Personally, I never found the few windmills on the Rhine in Karlsruhe a problem - but then, the coal power plant chimney, and the barges carrying coal into the Rhine harbor tend to be much more noticeable.

As for what the German Greens protested against - I would guess their anti-war stance took at least as much of their energy during the 1980s as any environmental concern. (The Greens are not Greenpeace.) Of course, some Greens tend to be hopelessly hysterical romantics, so I am not disagreeing with any personal observations. And living here in Baden is strange  - the joke is that people here think Green, but vote Black (CDU) - this may mean that the Greens don't look or act as extreme here as in other parts of Germany, or that many Green concerns about sustainability are just considered normal.

It always interests me to see how the truly radical Greens of that time tend to get reduced to the most politically palatable level of environmentalism, which all major parties in Germany adopted, without discussing other major concerns which remain quite unacceptable to discuss it seems - such as blood for oil being morally wrong.

But then, gaining power does that to idealists. I tend to be a fan of the Greens to the extent they were true outsiders (they aren't anymore), and in the sense they seemed more capable of seeing a larger picture - again, as outsiders they didn't have to worry about insulting any other power blocs.

I think neither of you give credit where it's due to Germany's Greens.

There are a number of transformational changes that are directly due to them. Waste management, energy conservation, transport, bioclimatic housing, solar and wind energy : these are fields where Germany leads the world.

The Greens didn't invent them, and we can imagine that they would have come anyway, sooner or later (though Germany would probably not have led the world in any of them by then); but they were, in fact, imposed by the Greens through tough political coalition-building, persuasion, compromise and (most of all!) proportional representation, which gave them political clout.

The nuclear issue is a tough one, but shouldn't serve to hide the huge and very positive overall contribution of the German greens.

We should be so lucky in France!

Actually, I give a lot of credit to the Greens, since as an outsider party, they proved just how vast the potential to gain voters over various issues was. In essence, they shifted the entire political spectrum in Germany in their chosen directions.

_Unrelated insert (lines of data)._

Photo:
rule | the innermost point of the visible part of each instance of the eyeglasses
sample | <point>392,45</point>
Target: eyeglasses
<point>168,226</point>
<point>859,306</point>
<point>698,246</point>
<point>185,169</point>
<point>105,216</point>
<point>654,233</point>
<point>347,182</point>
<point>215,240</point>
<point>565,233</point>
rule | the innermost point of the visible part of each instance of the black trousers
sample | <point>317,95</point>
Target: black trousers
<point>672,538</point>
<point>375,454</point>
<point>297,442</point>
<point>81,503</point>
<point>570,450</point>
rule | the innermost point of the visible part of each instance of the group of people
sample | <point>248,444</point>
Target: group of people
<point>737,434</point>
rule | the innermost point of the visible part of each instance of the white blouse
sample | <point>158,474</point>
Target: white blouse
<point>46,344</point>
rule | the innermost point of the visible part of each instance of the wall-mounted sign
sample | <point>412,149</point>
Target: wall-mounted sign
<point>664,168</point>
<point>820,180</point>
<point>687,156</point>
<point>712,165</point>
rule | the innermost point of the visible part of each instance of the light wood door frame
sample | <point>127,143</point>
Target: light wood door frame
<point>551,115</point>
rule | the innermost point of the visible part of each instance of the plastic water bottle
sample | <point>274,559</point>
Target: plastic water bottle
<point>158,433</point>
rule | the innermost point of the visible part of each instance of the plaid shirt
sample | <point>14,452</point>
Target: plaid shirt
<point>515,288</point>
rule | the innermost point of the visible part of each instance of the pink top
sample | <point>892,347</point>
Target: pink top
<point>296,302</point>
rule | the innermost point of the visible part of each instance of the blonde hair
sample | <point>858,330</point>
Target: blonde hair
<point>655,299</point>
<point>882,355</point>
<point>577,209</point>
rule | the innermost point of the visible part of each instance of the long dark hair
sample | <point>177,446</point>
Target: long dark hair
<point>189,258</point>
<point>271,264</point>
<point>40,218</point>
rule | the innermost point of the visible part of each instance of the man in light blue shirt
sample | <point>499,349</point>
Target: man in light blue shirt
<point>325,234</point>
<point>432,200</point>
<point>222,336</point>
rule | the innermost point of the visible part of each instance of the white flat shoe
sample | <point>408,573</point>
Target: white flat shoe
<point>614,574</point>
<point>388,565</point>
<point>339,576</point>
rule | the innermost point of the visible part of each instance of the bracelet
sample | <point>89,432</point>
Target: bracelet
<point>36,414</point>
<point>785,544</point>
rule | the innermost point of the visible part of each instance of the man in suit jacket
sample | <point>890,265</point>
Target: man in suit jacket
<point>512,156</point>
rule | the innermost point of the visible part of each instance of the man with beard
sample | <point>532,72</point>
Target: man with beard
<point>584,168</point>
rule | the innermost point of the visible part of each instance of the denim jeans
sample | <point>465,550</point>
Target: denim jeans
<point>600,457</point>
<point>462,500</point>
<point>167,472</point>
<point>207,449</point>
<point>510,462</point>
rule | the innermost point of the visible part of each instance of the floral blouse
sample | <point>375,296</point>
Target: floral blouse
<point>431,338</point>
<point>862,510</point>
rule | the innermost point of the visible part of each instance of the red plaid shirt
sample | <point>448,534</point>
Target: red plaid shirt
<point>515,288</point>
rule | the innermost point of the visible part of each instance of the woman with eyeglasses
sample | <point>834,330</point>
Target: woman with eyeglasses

But they are no longer an outsider party, and one of the main reasons for their existence seems to have faded into the background of necessary police actions, or peace keeping, or whatever term works for sending soldiers to do something other than defend a nation from direct attack. The Greens had that debate, and the ones in power did what people in power normally do - exercise that power to remove opposition to what those in power feel is necessary and correct.

Sort of like how Green Rezzo Schlauch now sits on the EnBW board - even though the company is majority owned by EdF, the world's largest commercial operator of nuclear reactors (I believe - the U.S. may have more reactors, but they are owned by various companies).

I'm sure he thinks his reasons for being there having nothing to do with the check he receives, or the cover it gives EnBW to keep selling electricity generated in France using nuclear reactors. But then, he is an innocent politician, not a cynical citizen.